Bacteriophage-antibiotic synergy enhances therapeutic efficacy against multidrug-resistant <i>Klebsiella pneumoniae</i> infections
Eman M. Rabie Shehab El‐Din, Bishoy Maher Zaki, Abeer M. Abd El‐Aziz, Youssif M Ali
Abstract
AIMS: This study aims to evaluate the therapeutic efficacy of bacteriophage therapy alone or in combination with antibiotics in the treatment of acute infection caused by multidrug-resistant (MDR) Klebsiella pneumoniae. METHODS AND RESULTS: In this study, we isolated and characterized a lytic bacteriophage vB_Kpn_FOPMU1, which exhibits potent antibacterial activity against K. pneumoniae. Whole-genome sequencing identified vB_Kpn_FOPMU1 as a member of the Przondovirus genus and revealed the presence of key lysis-associated genes, including those encoding endolysin, holin, and Rz-like spanin proteins.
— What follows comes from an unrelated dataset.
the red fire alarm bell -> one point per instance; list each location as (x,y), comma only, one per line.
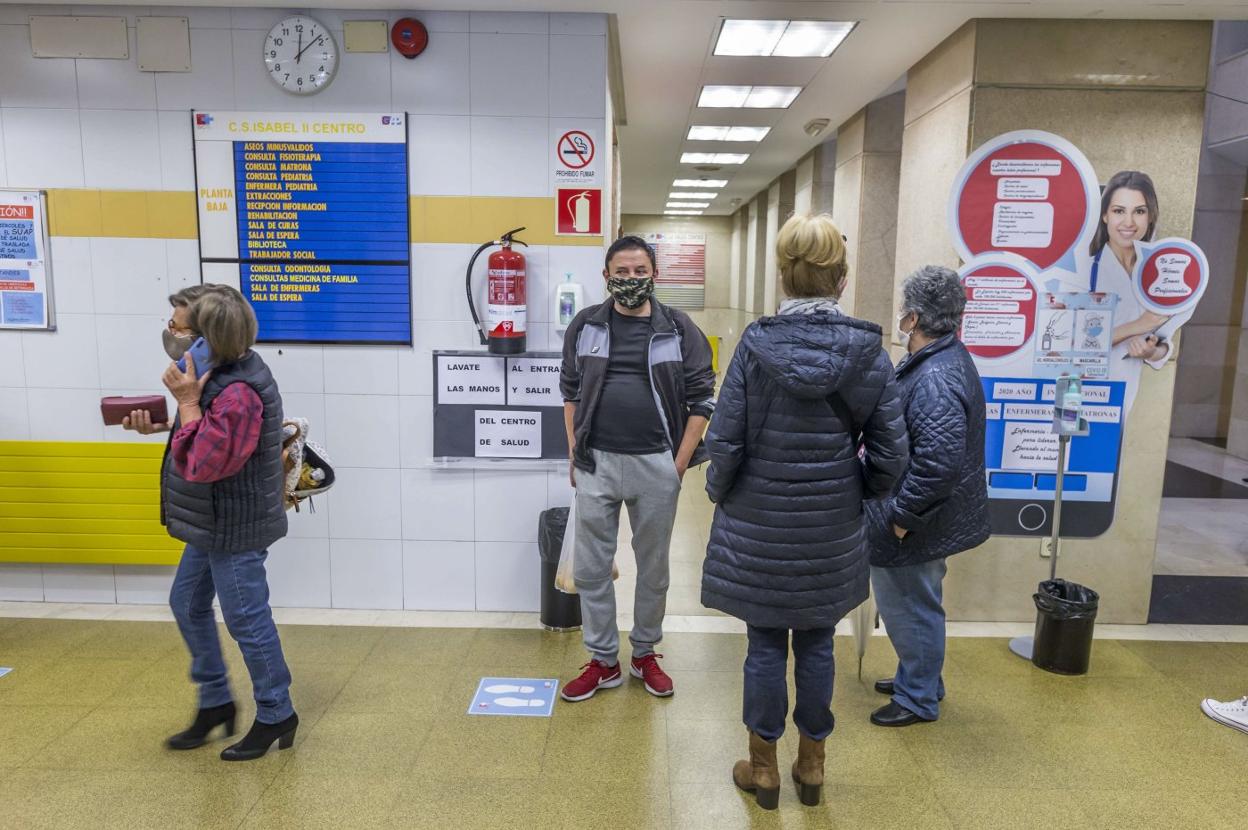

In vitro work demonstrated that incubation of bacteriophage and cefotaxime with K. pneumoniae significantly decreased the minimal inhibitory concentration of cefotaxime from 128 to 1 µg ml-1, indicating strong synergistic activity. Using a murine model of acute K. pneumoniae lung infection, we further demonstrated that the combination therapy significantly enhanced bacterial clearance compared to phage monotherapy. This synergistic approach restored sensitivity of K. pneumoniae to cefotaxime, prevented the emergence of phage-resistant bacterial mutants, and achieved superior bacterial eradication from both the lung and blood. Moreover, administration of the phage-antibiotic combination resulted in complete protection of infected mice, with a 100% survival rate, compared to a 60% survival rate observed in animals that received phage monotherapy. Therapeutic application of the bacteriophage-cefotaxime combination resulted in significantly improved lung pathology, characterized by reduced inflammatory cell infiltration and diminished tissue damage, compared to bacteriophage monotherapy. CONCLUSION: Our findings underscore the potential of bacteriophage-antibiotic synergy as a promising therapeutic strategy to combat MDR K. pneumoniae infections and mitigate the risk of phage resistance development.